In Python, there are many request/response systems, url rewriters, ORMs, templating languages, etc. that you could build a web stack in dozens of different configurations. In fact, this is exactly what Pylons and TurboGears do is provide a reliable, predictable stack to build MVC web apps.

What Django did differently was they encapsulated everything. Rather than go the components route, they built one contiguous system. They built their own ORM, their own template language, their own middleware system, etc. Their reasoning was that there was no unified system like this for Python.

Soviut
A: 

If you followed the news, you have read that Merb and Rails will merge. This is a good move IMHO. I think it's because of the common goal that the developers have: They want a simple framework for webdev, which comes with a OR mapper, routing, template language, etc which fits for most tasks..

Nils
Who is "you" and which news are you talking about?
Yar
A: 

Check out this article on why we'll never see Python-on-Rails. The author gives some of the basic reasons why Python has never had and will never have a central framework. I might add, myself, that Java doesn't have one either, and for the same reasons.
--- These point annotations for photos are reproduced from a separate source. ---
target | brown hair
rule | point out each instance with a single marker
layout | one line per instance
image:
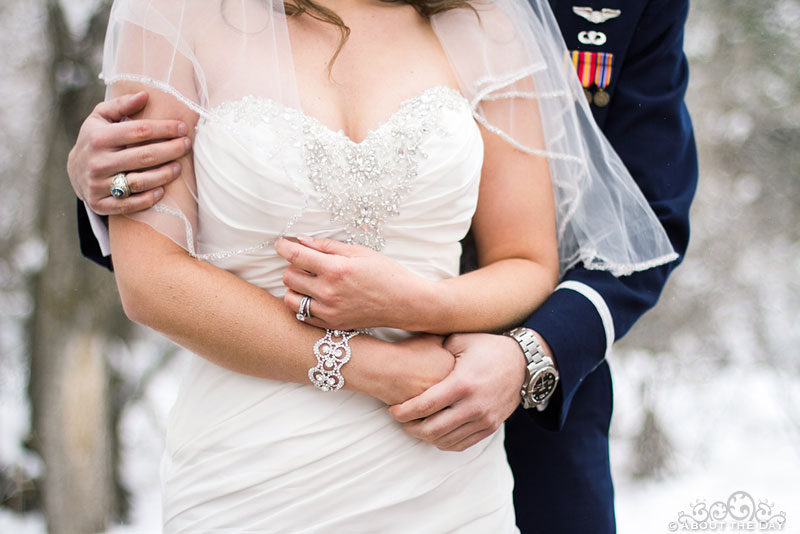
(425, 8)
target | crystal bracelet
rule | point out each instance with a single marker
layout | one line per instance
(332, 352)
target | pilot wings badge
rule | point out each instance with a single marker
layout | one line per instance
(596, 17)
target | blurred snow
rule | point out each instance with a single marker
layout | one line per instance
(715, 364)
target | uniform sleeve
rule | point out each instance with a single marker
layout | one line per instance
(93, 236)
(648, 125)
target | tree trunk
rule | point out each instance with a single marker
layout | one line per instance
(75, 310)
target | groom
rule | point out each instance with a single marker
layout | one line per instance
(629, 58)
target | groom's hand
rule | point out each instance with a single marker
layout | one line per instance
(481, 392)
(108, 144)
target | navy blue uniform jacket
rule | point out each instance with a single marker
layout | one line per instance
(560, 456)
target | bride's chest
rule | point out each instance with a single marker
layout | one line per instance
(280, 165)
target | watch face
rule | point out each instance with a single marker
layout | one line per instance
(542, 384)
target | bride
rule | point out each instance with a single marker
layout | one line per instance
(342, 149)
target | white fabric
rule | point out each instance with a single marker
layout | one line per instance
(511, 64)
(599, 304)
(252, 455)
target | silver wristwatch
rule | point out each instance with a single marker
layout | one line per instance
(542, 376)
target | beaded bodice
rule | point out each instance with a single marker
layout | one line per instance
(264, 171)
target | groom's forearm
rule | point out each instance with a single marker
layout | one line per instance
(241, 327)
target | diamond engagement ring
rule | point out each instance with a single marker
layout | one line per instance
(119, 186)
(304, 310)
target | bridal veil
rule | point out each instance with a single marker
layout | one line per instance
(511, 65)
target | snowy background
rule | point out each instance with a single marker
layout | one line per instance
(707, 386)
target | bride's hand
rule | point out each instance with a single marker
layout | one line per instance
(351, 286)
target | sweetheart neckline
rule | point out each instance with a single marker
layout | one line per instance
(372, 132)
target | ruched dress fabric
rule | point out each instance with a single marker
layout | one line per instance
(246, 454)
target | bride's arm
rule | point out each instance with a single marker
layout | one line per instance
(514, 229)
(240, 326)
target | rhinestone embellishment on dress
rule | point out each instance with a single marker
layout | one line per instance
(360, 184)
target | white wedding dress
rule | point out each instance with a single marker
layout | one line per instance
(251, 455)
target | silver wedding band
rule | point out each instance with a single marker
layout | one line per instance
(304, 310)
(119, 186)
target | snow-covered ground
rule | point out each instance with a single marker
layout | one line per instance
(729, 429)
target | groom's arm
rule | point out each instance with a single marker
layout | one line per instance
(108, 144)
(648, 124)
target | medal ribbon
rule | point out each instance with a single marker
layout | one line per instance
(593, 68)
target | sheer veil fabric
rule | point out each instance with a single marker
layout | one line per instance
(246, 454)
(511, 65)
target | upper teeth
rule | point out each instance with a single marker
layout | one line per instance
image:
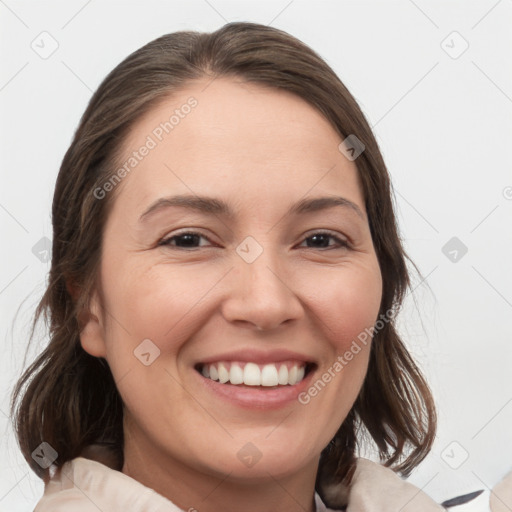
(252, 374)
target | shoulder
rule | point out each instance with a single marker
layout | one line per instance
(84, 485)
(376, 487)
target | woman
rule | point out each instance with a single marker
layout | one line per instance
(225, 275)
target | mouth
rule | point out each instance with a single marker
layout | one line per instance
(250, 374)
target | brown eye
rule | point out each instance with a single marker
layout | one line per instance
(321, 240)
(187, 240)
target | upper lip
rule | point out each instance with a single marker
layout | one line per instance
(258, 356)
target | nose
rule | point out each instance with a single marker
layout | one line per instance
(261, 295)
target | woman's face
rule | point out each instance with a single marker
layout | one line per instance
(271, 283)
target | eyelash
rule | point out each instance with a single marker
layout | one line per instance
(341, 243)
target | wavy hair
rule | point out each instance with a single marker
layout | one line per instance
(67, 397)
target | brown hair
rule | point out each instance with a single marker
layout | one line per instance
(67, 397)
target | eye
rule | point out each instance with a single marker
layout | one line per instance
(187, 239)
(320, 240)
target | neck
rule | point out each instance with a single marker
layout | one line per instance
(195, 489)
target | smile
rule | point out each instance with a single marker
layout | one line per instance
(283, 373)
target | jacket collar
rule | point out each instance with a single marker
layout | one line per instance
(88, 485)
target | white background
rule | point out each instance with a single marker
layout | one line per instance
(444, 126)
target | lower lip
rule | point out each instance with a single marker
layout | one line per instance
(257, 397)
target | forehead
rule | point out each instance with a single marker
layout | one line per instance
(225, 136)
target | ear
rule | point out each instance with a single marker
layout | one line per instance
(92, 332)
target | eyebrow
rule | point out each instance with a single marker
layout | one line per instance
(211, 205)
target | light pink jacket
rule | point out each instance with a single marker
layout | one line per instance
(85, 485)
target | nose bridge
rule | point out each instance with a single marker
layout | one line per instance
(260, 293)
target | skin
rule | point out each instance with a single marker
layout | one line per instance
(261, 150)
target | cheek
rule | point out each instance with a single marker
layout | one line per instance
(347, 302)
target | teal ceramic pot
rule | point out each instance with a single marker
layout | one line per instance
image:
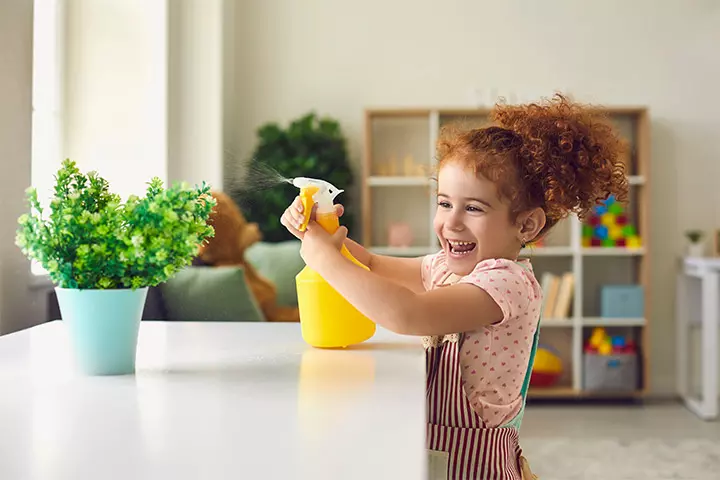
(103, 327)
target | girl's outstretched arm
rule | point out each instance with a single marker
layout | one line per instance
(456, 308)
(405, 271)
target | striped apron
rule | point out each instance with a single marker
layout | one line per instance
(459, 447)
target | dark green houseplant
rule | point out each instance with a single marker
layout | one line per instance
(310, 146)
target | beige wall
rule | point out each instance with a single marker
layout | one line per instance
(340, 57)
(116, 90)
(19, 305)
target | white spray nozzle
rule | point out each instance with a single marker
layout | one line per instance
(325, 195)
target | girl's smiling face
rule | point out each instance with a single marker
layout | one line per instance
(471, 221)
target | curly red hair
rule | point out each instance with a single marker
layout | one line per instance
(558, 155)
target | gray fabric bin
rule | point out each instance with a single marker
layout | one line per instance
(616, 372)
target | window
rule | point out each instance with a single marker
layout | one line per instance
(47, 133)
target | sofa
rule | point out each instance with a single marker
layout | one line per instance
(202, 293)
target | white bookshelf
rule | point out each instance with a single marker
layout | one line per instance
(390, 195)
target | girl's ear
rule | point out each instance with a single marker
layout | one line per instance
(530, 224)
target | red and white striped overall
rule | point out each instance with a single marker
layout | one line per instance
(460, 447)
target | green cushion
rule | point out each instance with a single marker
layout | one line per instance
(278, 262)
(218, 294)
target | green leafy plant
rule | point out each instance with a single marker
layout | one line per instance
(310, 147)
(694, 235)
(90, 240)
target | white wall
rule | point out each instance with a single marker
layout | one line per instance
(341, 57)
(195, 103)
(143, 90)
(19, 306)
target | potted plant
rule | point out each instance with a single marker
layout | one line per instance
(103, 255)
(696, 246)
(310, 146)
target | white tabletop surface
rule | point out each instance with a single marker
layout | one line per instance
(213, 401)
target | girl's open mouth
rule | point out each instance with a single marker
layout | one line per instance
(460, 249)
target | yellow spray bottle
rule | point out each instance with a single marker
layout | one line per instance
(327, 320)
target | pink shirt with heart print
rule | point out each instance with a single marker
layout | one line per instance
(494, 359)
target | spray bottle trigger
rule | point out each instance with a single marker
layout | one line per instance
(308, 202)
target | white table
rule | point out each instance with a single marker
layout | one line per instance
(705, 274)
(215, 401)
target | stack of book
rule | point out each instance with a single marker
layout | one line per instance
(557, 294)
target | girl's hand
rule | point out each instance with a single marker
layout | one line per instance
(319, 246)
(293, 216)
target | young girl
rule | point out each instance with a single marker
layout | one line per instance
(475, 303)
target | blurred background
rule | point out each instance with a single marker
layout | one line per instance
(355, 93)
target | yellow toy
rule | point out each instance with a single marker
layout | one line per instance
(327, 319)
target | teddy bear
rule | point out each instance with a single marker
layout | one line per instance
(233, 235)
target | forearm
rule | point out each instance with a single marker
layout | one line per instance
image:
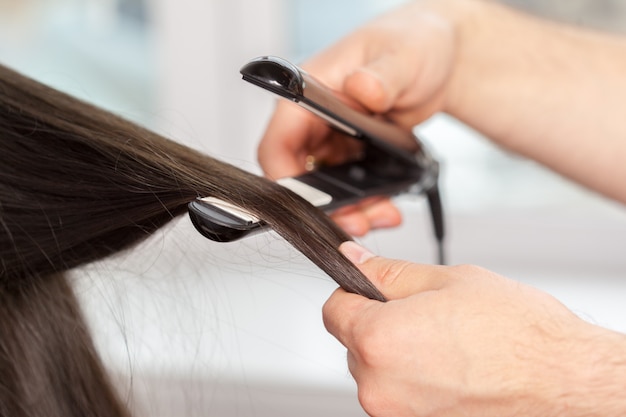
(596, 383)
(547, 91)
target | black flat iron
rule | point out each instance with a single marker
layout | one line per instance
(393, 160)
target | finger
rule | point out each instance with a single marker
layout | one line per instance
(359, 219)
(378, 84)
(342, 312)
(394, 278)
(290, 134)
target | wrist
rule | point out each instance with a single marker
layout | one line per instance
(597, 378)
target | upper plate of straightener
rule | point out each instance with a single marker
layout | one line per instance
(287, 80)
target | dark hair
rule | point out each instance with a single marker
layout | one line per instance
(78, 184)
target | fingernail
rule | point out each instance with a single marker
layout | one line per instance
(356, 253)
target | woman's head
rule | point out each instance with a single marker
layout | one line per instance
(78, 184)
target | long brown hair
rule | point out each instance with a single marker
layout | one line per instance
(77, 184)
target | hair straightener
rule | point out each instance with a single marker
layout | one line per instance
(393, 160)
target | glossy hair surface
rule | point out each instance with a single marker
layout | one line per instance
(78, 184)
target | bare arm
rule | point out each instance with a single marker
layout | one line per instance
(551, 92)
(463, 341)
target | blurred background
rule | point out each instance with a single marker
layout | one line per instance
(192, 327)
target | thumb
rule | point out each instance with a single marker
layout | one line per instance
(394, 278)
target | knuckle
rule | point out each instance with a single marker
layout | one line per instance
(391, 273)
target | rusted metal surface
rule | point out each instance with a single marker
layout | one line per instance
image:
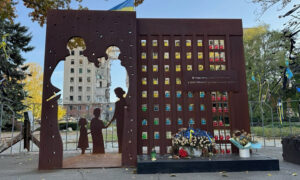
(100, 30)
(232, 80)
(108, 160)
(96, 131)
(83, 142)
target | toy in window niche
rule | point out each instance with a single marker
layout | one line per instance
(213, 96)
(188, 43)
(166, 42)
(119, 115)
(166, 55)
(211, 44)
(214, 108)
(222, 44)
(222, 57)
(220, 108)
(211, 56)
(218, 96)
(96, 131)
(177, 43)
(200, 55)
(217, 57)
(199, 43)
(154, 43)
(143, 42)
(83, 142)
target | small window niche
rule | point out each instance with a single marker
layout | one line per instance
(144, 94)
(144, 135)
(144, 122)
(156, 135)
(188, 43)
(155, 94)
(166, 43)
(177, 43)
(154, 43)
(156, 121)
(143, 42)
(144, 107)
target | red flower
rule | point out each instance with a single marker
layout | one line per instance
(183, 153)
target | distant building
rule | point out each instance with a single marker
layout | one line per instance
(87, 87)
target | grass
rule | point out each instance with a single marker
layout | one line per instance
(269, 132)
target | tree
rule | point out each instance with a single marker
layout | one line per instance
(291, 30)
(34, 88)
(266, 54)
(39, 8)
(15, 39)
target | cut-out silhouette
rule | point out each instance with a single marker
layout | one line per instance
(96, 131)
(83, 142)
(119, 115)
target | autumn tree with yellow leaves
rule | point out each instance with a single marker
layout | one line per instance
(34, 88)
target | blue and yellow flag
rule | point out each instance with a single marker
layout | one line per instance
(127, 5)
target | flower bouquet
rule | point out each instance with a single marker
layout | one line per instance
(243, 141)
(192, 142)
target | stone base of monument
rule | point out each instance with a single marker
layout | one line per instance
(217, 163)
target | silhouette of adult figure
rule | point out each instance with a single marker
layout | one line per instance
(96, 131)
(119, 115)
(83, 142)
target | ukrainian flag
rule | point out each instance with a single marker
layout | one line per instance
(127, 5)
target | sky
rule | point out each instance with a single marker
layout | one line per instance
(206, 9)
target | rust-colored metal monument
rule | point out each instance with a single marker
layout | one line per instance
(182, 72)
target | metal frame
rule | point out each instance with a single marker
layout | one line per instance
(102, 29)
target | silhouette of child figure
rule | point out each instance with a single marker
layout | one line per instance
(96, 131)
(83, 143)
(119, 115)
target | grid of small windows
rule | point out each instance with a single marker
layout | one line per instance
(163, 104)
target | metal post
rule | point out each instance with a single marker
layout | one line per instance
(251, 118)
(32, 127)
(287, 115)
(271, 109)
(262, 120)
(12, 132)
(20, 147)
(67, 134)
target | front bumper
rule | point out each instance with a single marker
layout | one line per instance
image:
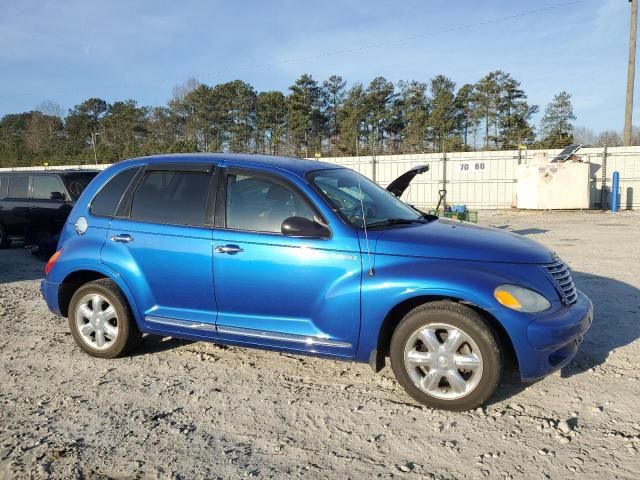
(553, 339)
(49, 292)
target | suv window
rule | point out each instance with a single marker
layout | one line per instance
(18, 186)
(258, 203)
(106, 202)
(77, 182)
(43, 185)
(172, 197)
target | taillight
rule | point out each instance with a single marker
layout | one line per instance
(52, 261)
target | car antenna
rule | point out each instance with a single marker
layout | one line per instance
(364, 226)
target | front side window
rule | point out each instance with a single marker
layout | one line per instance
(18, 186)
(172, 197)
(348, 192)
(106, 201)
(42, 186)
(259, 203)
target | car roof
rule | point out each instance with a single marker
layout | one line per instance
(296, 166)
(53, 172)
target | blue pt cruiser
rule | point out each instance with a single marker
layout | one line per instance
(308, 257)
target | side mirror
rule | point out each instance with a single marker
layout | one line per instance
(57, 196)
(300, 227)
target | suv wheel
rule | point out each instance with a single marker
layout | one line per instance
(4, 238)
(446, 356)
(101, 321)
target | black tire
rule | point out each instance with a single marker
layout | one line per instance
(469, 322)
(129, 335)
(4, 237)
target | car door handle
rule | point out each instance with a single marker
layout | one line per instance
(122, 238)
(230, 249)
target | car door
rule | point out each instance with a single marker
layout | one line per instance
(49, 205)
(275, 290)
(159, 242)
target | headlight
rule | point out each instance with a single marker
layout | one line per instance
(521, 299)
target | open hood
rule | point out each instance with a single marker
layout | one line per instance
(400, 184)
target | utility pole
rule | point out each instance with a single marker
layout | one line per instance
(631, 72)
(93, 142)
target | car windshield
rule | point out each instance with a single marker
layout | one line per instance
(77, 182)
(348, 192)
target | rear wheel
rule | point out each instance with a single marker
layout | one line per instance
(100, 320)
(446, 356)
(4, 237)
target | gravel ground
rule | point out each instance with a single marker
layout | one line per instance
(181, 409)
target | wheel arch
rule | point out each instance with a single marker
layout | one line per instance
(398, 312)
(75, 279)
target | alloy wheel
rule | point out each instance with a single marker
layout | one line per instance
(443, 361)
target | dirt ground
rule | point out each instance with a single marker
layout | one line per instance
(180, 409)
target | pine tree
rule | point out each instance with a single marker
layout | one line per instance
(556, 126)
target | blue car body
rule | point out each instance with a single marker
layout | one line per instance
(331, 296)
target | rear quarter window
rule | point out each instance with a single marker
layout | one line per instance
(106, 201)
(18, 186)
(77, 182)
(3, 186)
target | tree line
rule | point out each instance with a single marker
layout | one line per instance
(313, 118)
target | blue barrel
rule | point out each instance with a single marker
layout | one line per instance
(615, 195)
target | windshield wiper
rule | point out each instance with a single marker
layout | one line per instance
(397, 221)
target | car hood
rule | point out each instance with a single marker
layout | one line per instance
(460, 241)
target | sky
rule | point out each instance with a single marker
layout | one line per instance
(68, 51)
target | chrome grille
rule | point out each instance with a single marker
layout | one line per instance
(561, 276)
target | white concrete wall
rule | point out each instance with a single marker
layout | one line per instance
(481, 180)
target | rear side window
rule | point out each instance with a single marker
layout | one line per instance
(106, 201)
(257, 203)
(172, 197)
(18, 186)
(42, 186)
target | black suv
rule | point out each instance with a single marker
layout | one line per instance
(35, 204)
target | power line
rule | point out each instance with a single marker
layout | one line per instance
(400, 40)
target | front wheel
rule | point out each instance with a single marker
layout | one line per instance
(446, 356)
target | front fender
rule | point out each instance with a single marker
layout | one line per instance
(398, 279)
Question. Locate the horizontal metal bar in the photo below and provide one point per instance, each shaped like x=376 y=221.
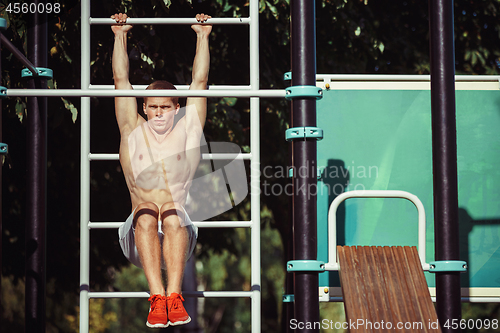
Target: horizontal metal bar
x=144 y=294
x=178 y=87
x=463 y=299
x=170 y=20
x=204 y=224
x=265 y=93
x=227 y=156
x=381 y=77
x=104 y=157
x=221 y=156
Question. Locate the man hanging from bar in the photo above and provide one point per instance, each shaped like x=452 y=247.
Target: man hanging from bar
x=159 y=160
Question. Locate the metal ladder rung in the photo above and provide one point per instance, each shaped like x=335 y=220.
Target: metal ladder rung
x=178 y=87
x=145 y=294
x=208 y=224
x=171 y=20
x=216 y=156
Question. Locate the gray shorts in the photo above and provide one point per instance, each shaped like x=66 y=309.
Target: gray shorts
x=126 y=234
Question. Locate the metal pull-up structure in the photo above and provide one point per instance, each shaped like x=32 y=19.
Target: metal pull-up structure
x=252 y=91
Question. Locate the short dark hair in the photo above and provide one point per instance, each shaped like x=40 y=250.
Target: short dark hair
x=162 y=85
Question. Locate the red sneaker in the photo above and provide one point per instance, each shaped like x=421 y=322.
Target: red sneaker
x=177 y=315
x=157 y=317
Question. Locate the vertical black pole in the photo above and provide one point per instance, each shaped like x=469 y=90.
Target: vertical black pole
x=304 y=154
x=444 y=157
x=36 y=182
x=1 y=167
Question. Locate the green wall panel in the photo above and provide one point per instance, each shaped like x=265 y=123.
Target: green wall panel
x=381 y=140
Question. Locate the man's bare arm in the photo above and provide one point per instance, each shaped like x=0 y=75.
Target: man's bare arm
x=196 y=107
x=201 y=67
x=125 y=107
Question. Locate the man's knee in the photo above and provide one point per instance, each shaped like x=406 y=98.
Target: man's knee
x=172 y=215
x=146 y=216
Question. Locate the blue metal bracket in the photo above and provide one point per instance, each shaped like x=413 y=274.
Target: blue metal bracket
x=305 y=266
x=42 y=72
x=318 y=173
x=4 y=148
x=303 y=92
x=295 y=133
x=447 y=266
According to the author, Rails is strictly tied to its "implementation," which is Ruby. Rails was adopted by many developers and Ruby was just part of it. Rails works perfectly on Ruby (or Ruby wanna-bes like Groovy), but more importantly, as many other answers say, Rails led the way to Ruby adoption.

This is why Rails-for-Python won't work, or at least what people have been focusing on with Rails isn't correct. It's not about the implementation or the quality of the framework, it's about the pattern of adoption. It's about putting the framework up front, and the implementation in the back -- even if this wasn't the Rails developers intentions (though maybe they are clever and this was their intention).

Basically, you can't get a bunch of language-loving folk to gather around a single framework. On the Java side, while Spring is well-loved, it's no Rails in terms of popularity in the Java community. In a mature community developers have their own ideas about what metaphors work and don't work in a framework. This is why Rails leads to Ruby and not the other way around (typically, mostly, not in all cases).